The Women’s Wellness Centre in Tashkent where Dr. Akhmedova works is already a leader in combatting cervical cancer in Uzbekistan, where some 800 women die each year from the disease. Their team was the first in the country to offer diagnostics and treatment of pre-cancerous lesions using modern procedures, including Pap testing, colposcopy and diagnostic biopsy. The effectiveness of other facilities is still hampered by the lack of a unified national approach on who should be screened, when and how often, as well as a lack of continuity between different levels of the healthcare system.

“Cancer-screening programmes in Uzbekistan and other post-Soviet countries are typically using out-of-date, ineffective methods that don’t rely on evidence, leading to late diagnoses and high mortality,” says Feruza Fazilova, National Programme Officer on Reproductive Health in UNFPA’s Uzbekistan Country Office. “The Women’s Wellness Centre is the only one that currently has the capacity to roll out and implement evidence-based cervical cancer prevention and control.”

Following her completion of the online training course, Dr. Akhmedova is working with the Ministry of Health to revise and update the existing protocols that regulate cervical cancer prevention and control. This UNFPA-supported process aims to boost the effectiveness of healthcare facilities nationwide in fighting cervical cancer.

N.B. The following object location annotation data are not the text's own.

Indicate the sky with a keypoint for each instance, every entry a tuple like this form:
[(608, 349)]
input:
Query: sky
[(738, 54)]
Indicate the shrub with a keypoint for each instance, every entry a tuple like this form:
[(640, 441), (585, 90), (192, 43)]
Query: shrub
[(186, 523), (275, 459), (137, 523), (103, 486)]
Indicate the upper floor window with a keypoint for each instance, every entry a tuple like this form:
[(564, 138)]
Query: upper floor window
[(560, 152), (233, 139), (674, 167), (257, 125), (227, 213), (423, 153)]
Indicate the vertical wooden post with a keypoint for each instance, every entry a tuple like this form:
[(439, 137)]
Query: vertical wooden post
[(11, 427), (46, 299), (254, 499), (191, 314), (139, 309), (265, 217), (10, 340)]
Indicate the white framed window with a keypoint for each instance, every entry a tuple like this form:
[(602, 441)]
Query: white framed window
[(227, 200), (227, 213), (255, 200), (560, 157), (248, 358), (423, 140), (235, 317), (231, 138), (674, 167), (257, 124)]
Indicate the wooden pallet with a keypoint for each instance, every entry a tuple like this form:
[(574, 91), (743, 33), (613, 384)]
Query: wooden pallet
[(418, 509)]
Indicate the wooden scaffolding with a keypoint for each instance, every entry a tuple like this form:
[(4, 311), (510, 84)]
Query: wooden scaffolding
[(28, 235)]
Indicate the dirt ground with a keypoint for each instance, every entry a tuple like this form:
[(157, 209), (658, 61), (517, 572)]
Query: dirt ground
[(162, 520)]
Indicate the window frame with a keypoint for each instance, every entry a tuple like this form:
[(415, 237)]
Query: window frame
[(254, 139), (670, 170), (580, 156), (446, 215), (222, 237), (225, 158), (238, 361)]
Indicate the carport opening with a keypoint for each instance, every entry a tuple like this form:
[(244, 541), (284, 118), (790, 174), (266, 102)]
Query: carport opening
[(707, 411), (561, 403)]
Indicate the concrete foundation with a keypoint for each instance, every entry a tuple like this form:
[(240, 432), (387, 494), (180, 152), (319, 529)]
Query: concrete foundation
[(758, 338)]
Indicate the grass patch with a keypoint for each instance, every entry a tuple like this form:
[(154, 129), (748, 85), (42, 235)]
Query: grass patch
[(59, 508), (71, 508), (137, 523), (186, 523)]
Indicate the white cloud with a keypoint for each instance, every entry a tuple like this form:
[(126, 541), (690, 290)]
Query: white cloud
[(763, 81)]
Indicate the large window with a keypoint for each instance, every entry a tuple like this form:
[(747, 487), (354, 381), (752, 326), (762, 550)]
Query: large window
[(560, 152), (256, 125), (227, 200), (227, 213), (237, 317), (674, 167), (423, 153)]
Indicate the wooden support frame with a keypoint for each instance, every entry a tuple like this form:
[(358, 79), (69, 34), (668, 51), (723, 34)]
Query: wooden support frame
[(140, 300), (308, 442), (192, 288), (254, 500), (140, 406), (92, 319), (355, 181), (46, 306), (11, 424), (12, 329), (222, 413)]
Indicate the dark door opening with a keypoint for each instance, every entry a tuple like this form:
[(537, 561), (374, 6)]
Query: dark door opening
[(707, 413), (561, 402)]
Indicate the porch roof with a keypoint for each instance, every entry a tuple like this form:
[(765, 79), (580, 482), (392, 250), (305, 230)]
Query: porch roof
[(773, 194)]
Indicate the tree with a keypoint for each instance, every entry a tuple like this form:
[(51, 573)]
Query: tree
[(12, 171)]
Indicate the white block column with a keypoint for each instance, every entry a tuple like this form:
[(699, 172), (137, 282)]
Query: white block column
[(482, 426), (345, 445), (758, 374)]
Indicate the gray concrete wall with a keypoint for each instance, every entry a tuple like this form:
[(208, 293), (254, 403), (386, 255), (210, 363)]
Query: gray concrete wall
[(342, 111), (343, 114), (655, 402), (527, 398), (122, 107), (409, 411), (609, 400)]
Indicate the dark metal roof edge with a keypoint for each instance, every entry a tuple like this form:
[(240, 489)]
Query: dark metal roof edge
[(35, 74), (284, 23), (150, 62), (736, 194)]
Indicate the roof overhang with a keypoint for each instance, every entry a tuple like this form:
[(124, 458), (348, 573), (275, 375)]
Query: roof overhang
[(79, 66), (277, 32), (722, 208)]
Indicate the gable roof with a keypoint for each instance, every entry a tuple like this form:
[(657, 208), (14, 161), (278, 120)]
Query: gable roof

Updating clinical guidelines and promoting HPV vaccination

The pool of national experts trained with the support of UNFPA and its regional partners forms a crucial basis for further strengthening national capacities for cervical cancer prevention and management, and thus improving quality of care. Many of these experts are participating in healthcare-reform efforts in their countries that will contribute to the enhancement of comprehensive sexual and reproductive health programmes that will avert deaths among women due to cervical cancer.

In the former Yugoslav Republic of Macedonia, Dr. Dimitrov is spearheading UNFPA-supported efforts to update national guidelines for cervical cancer screening and promote widespread HPV vaccination, which is highly effective in reducing cervical cancer rates. High-risk variants of the common sexually transmitted virus HPV can cause cervical cancer, but up to 90 per cent of cases can be prevented through HPV vaccination of adolescents, combined with well-organized screening programmes.

“Health professionals are the most reliable source of information for patients, so having a highly reputable figure like Dr. Dimitrov advocate for broader HPV vaccination coverage is really important,” says Afrodita Shalja-Plavjanska, a National Programme Officer on Sexual & Reproductive Health for UNFPA’s Country Office in Macedonia.

“Doctors are actively working to raise awareness about the HPV vaccine, while the clinical guidelines for cervical cancer screening are undergoing a revision in order to be adapted to modern protocols, emphasizing the future of the HPV testing as a primary screening tool,” says Dr. Dimitrov, who is also president of the Macedonian Medical Association. “These two projects are of enormous significance because of their power to save lives.”